We have to consider all (P,R,Pi)-chains
Transforming (infinitary) constructor rewriting Pi-DP problem into ordinary QDP problem by application of Pi.

↳ PROLOG
  ↳ PrologToPiTRSProof
    ↳ PiTRS
      ↳ DependencyPairsProof
        ↳ PiDP
          ↳ DependencyGraphProof
            ↳ AND
              ↳ PiDP
              ↳ PiDP
                ↳ UsableRulesProof
                  ↳ PiDP
                    ↳ PiDPToQDPProof
QDP
                        ↳ RuleRemovalProof

Q DP problem:
The TRS P consists of the following rules:

IF_LOG_2_IN_1_GA1(half_2_out_ga1(Z)) -> LOG_2_IN_GA1(Z)
LOG_2_IN_GA1(s_11(X)) -> IF_LOG_2_IN_1_GA1(half_2_in_ga1(s_11(X)))

The TRS R consists of the following rules:

half_2_in_ga1(s_11(0_0)) -> half_2_out_ga1(0_0)
half_2_in_ga1(s_11(s_11(X))) -> if_half_2_in_1_ga1(half_2_in_ga1(X))
if_half_2_in_1_ga1(half_2_out_ga1(Y)) -> half_2_out_ga1(s_11(Y))
half_2_in_ga1(0_0) -> half_2_out_ga1(0_0)

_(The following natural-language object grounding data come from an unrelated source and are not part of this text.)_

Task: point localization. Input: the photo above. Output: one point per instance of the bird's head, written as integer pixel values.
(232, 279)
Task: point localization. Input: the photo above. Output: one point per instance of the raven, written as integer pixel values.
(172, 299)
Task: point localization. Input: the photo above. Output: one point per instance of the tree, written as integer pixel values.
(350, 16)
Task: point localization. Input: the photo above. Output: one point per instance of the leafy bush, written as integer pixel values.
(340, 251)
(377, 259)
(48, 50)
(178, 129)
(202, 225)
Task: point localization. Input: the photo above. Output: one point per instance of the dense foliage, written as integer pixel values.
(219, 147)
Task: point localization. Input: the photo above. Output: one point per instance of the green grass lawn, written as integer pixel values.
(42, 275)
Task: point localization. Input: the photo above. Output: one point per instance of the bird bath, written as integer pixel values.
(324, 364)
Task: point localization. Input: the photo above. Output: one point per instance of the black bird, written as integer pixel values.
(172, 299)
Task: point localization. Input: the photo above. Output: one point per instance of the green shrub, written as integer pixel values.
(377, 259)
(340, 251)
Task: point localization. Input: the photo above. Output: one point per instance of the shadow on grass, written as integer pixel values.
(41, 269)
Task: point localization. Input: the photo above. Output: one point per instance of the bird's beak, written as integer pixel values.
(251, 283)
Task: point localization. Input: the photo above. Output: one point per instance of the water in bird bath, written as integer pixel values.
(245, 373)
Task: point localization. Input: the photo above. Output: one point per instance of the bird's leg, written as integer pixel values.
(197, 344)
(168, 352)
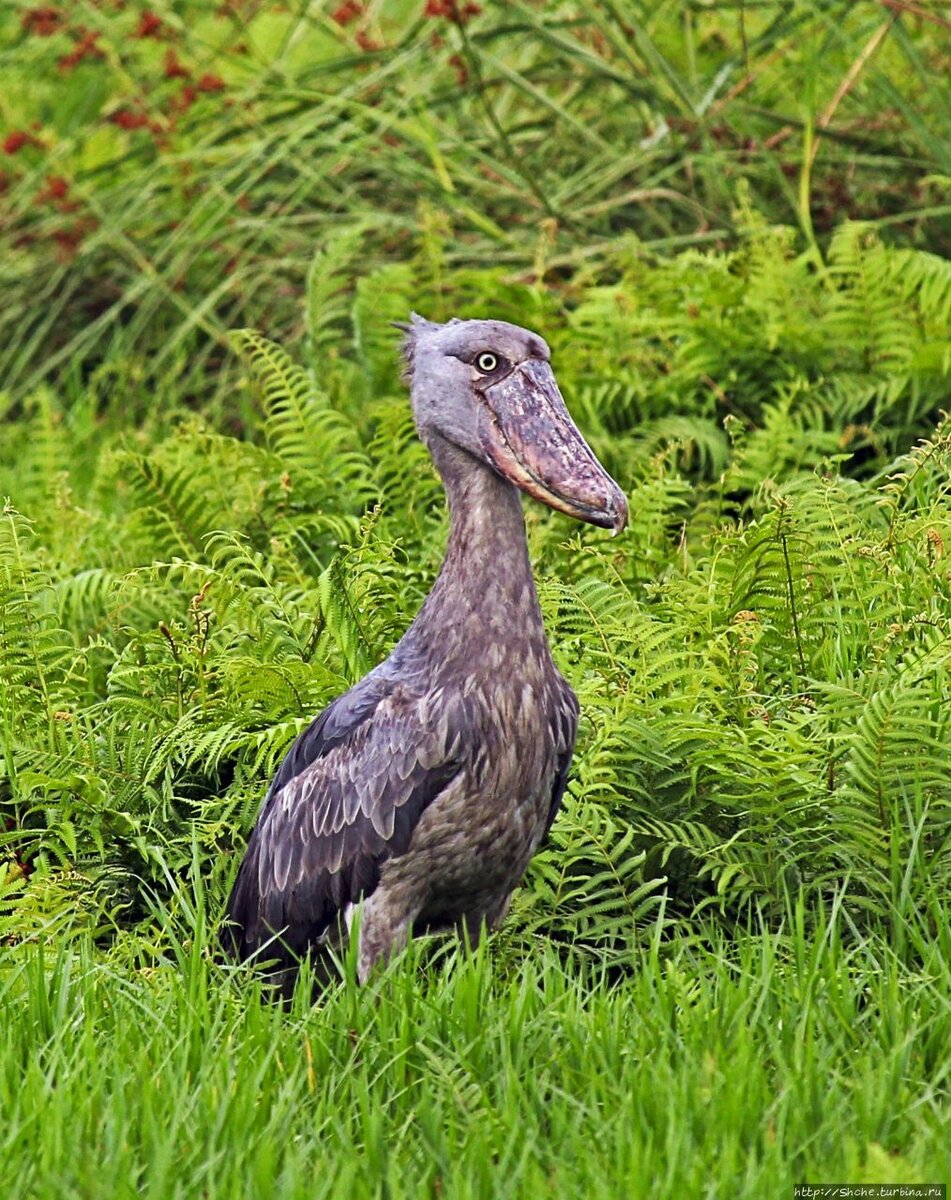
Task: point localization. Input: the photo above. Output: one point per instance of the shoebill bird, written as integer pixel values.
(423, 792)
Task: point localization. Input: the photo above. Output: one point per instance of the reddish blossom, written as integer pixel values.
(347, 12)
(150, 25)
(173, 69)
(42, 22)
(210, 83)
(129, 119)
(459, 13)
(70, 238)
(54, 191)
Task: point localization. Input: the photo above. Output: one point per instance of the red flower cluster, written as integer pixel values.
(459, 13)
(17, 139)
(57, 187)
(150, 25)
(85, 48)
(42, 22)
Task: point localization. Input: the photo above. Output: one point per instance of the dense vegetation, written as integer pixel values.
(729, 969)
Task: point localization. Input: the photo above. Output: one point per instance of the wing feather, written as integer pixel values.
(345, 799)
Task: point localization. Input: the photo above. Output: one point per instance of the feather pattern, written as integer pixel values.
(424, 791)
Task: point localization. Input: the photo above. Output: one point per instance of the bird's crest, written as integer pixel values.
(412, 329)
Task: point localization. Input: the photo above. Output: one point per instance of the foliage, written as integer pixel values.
(168, 167)
(740, 1066)
(763, 659)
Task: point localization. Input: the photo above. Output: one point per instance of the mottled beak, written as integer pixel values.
(528, 436)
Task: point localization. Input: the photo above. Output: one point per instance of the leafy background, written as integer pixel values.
(731, 225)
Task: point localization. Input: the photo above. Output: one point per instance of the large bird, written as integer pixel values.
(423, 792)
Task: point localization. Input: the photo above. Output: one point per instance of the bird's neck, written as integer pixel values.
(484, 594)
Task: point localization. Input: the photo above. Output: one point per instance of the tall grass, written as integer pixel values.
(717, 1067)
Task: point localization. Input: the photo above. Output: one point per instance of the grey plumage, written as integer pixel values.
(424, 791)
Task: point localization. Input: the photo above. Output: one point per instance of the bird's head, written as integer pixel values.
(488, 388)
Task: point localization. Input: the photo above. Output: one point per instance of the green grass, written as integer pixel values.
(728, 971)
(718, 1067)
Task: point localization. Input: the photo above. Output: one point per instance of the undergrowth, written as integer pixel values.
(761, 660)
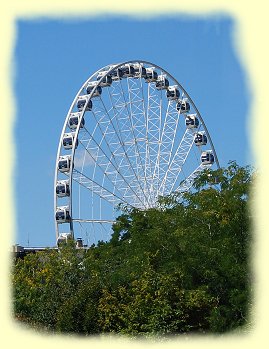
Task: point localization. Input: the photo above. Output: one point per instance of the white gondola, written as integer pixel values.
(68, 140)
(62, 188)
(128, 70)
(63, 238)
(162, 83)
(82, 100)
(200, 139)
(105, 80)
(64, 163)
(116, 74)
(73, 121)
(91, 85)
(172, 93)
(62, 214)
(140, 71)
(183, 106)
(207, 157)
(151, 75)
(191, 121)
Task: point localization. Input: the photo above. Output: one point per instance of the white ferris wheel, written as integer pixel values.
(131, 135)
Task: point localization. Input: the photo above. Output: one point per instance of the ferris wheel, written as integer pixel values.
(131, 135)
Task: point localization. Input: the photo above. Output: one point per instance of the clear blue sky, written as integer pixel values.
(54, 58)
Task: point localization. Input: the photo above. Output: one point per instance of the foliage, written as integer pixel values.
(180, 268)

The set Q consists of the following terms:

half_2_in_ga1(x0)
if_half_2_in_1_ga1(x0)

We have to consider all (P,Q,R)-chains.
The head symbols of this DP problem are {LOG_2_IN_GA1, IF_LOG_2_IN_1_GA1}.
By using a polynomial ordering, at least one Dependency Pair or term rewrite system rule of this QDP problem can be strictly oriented.

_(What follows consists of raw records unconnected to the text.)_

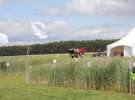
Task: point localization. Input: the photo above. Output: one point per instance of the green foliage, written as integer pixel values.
(12, 87)
(55, 47)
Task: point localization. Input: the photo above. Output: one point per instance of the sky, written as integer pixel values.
(66, 19)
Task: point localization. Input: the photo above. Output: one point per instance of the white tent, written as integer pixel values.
(124, 47)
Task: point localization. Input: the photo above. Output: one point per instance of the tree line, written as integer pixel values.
(55, 47)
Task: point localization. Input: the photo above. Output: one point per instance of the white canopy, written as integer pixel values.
(125, 46)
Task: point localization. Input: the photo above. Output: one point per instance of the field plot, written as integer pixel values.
(88, 74)
(12, 87)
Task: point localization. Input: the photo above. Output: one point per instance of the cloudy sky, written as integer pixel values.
(66, 19)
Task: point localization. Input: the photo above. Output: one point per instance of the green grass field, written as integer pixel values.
(70, 76)
(12, 87)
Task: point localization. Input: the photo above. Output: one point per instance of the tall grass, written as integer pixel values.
(101, 74)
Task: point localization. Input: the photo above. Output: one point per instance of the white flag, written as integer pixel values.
(39, 29)
(3, 39)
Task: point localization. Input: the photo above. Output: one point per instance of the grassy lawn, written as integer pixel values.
(12, 87)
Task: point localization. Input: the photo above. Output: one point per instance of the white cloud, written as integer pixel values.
(18, 31)
(95, 7)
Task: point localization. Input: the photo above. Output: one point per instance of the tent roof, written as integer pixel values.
(128, 40)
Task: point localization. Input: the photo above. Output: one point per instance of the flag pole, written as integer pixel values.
(27, 65)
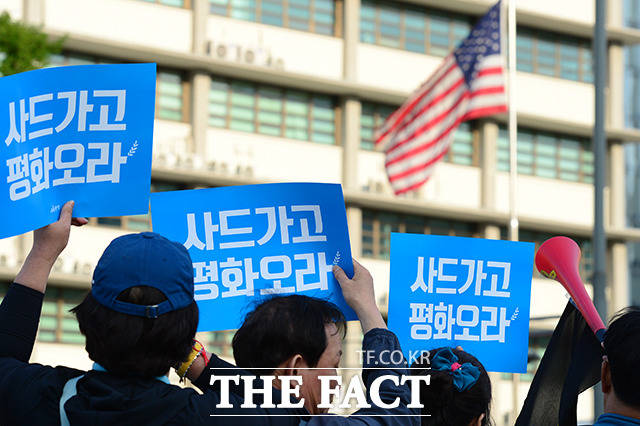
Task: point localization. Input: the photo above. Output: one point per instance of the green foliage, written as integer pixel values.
(23, 47)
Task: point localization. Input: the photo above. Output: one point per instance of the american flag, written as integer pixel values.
(467, 85)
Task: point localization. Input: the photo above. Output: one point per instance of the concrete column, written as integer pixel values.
(199, 26)
(615, 100)
(351, 33)
(618, 271)
(617, 194)
(619, 286)
(200, 84)
(33, 12)
(488, 163)
(615, 13)
(351, 110)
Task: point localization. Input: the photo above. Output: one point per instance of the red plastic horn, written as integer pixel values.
(558, 258)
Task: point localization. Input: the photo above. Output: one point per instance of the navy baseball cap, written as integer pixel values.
(145, 259)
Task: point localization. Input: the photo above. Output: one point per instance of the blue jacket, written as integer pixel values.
(30, 393)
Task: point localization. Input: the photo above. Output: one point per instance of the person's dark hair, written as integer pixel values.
(282, 327)
(130, 345)
(621, 342)
(444, 403)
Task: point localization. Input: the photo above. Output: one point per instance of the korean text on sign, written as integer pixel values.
(83, 133)
(450, 291)
(250, 242)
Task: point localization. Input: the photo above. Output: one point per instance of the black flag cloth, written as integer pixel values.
(570, 365)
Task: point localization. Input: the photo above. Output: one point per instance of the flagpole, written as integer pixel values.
(513, 161)
(513, 125)
(599, 155)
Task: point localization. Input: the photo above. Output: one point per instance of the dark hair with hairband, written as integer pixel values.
(460, 389)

Strictly oriented rules of the TRS R:

half_2_in_ga1(s_11(0_0)) -> half_2_out_ga1(0_0)
half_2_in_ga1(s_11(s_11(X))) -> if_half_2_in_1_ga1(half_2_in_ga1(X))

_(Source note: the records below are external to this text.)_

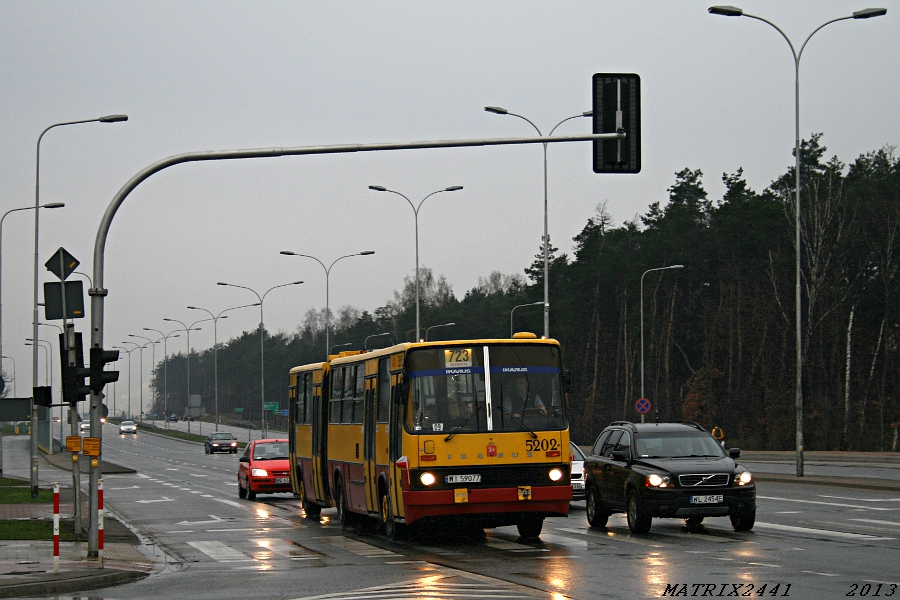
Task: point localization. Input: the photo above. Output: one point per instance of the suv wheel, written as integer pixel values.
(743, 521)
(597, 516)
(638, 519)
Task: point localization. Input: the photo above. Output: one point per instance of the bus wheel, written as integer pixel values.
(311, 509)
(391, 528)
(530, 529)
(344, 517)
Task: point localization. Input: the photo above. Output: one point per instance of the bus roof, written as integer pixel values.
(406, 346)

Used ordering: POLO with Polynomial interpretation:

POL(0_0) = 1   
POL(if_half_2_in_1_ga1(x1)) = 2·x1   
POL(LOG_2_IN_GA1(x1)) = 1 + x1   
POL(half_2_in_ga1(x1)) = 1 + x1   
POL(half_2_out_ga1(x1)) = 1 + x1   
POL(IF_LOG_2_IN_1_GA1(x1)) = x1   
POL(s_11(x1)) = 1 + 2·x1   



↳ PROLOG
  ↳ PrologToPiTRSProof
    ↳ PiTRS
      ↳ DependencyPairsProof
        ↳ PiDP
          ↳ DependencyGraphProof
            ↳ AND
              ↳ PiDP
              ↳ PiDP
                ↳ UsableRulesProof
                  ↳ PiDP
                    ↳ PiDPToQDPProof
                      ↳ QDP
                        ↳ RuleRemovalProof
QDP
                            ↳ DependencyGraphProof

Q DP problem:
The TRS P consists of the following rules:

IF_LOG_2_IN_1_GA1(half_2_out_ga1(Z)) -> LOG_2_IN_GA1(Z)
LOG_2_IN_GA1(s_11(X)) -> IF_LOG_2_IN_1_GA1(half_2_in_ga1(s_11(X)))

The TRS R consists of the following rules:

if_half_2_in_1_ga1(half_2_out_ga1(Y)) -> half_2_out_ga1(s_11(Y))
half_2_in_ga1(0_0) -> half_2_out_ga1(0_0)

The set Q consists of the following terms:

half_2_in_ga1(x0)
if_half_2_in_1_ga1(x0)

We have to consider all (P,Q,R)-chains.
The head symbols of this DP problem are {LOG_2_IN_GA1, IF_LOG_2_IN_1_GA1}.
The approximation of the Dependency Graph contains 0 SCCs with 2 less nodes.